Un ragazzo dopo un grave incidente perde la memoria, appena ripresosi decide d’iscriversi all’università su consiglio dei genitori malgrado lui stesso non sembri esserne troppo convinto. Pian piano i ricordi riaffiorano, anzi, forse addirittura evolveranno.
Film d’una raffinatezza fuori dal comune che non ha paura d’inquadrature troppo persistenti o silenzi prolungati, lo svisceramento del malessere di una persona attraverso un trauma per scoprire quanto in realtà già da tempo fosse poco sano il nostro protagonista, l’incidente come scusa per mostrare la vita attraverso il suo lato più cupo.
Uno splatter senza bisogno di sangue dove i silenzi e il rumore delle ossa che scorrono sui tendini tirati ne fanno da padrone, uno sguardo sull’uomo spogliato di pelle e grasso e spogliato inoltre di ogni precostruzione data dalla censura della società, uno sguardo tanto lucido da diventare insopportabile e una regia tanto essenziale da destabilizzare.
Film sulla follia di una persona troppo aggrappata alla vita da essere incapace di lasciar andare i tuoi totem pur essendo essi stessi vani, film sull’amore oltre tutto dove per quanto malato qualsiasi gesto può essere amore e qualsiasi gesto (anche il più caro) per quanto forte è vano se privo d’amore.
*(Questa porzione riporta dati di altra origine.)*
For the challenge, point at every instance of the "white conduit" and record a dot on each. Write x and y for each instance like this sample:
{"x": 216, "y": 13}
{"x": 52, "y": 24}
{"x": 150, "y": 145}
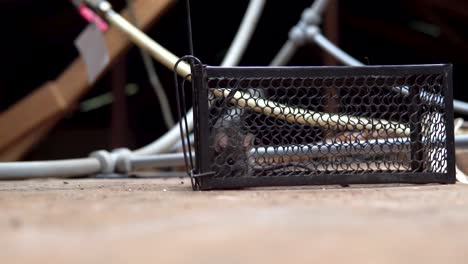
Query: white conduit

Film forse invece metafisico sulla forza della vita su tutto, sulla forza dell’anima che va oltre le formalità religiose e affettive ma che invece segue solo ciò che ama veramente, film sul succo dell’esistenza a noi inconcepibile ed irrappresentabile distante anni luce da ogni convenzione di buon senso ma che dipende solo dalla forza dell’anima stessa.
Regia perfetta dove una scena di ballo posta nel modo giusto può apparire disturbante, dove il sorriso d’una ragazza può lasciare un’ambigua inquietudine, dove una sola inquadratura vale mezz’ora di spiegazioni sul turbamento d’un individuo e dove – improvviso e terribile – lo sfogo d’un genitore può far salire il cuore in gola.
Il vero dubbio non sembra essere tanto sull’esistenza dell’anima quanto più sulla sua ubicazione, se sia intrappolata in un corpo morto o dentro di noi che ricordiamo la persona, se dal suo cadavere essa possa rivivere, se in realtà il solo sapere che è lì non basti semplicemente a rassicurarci che – malgrado inerme – sia proprio lei (o lui) la persona che abbiamo amato.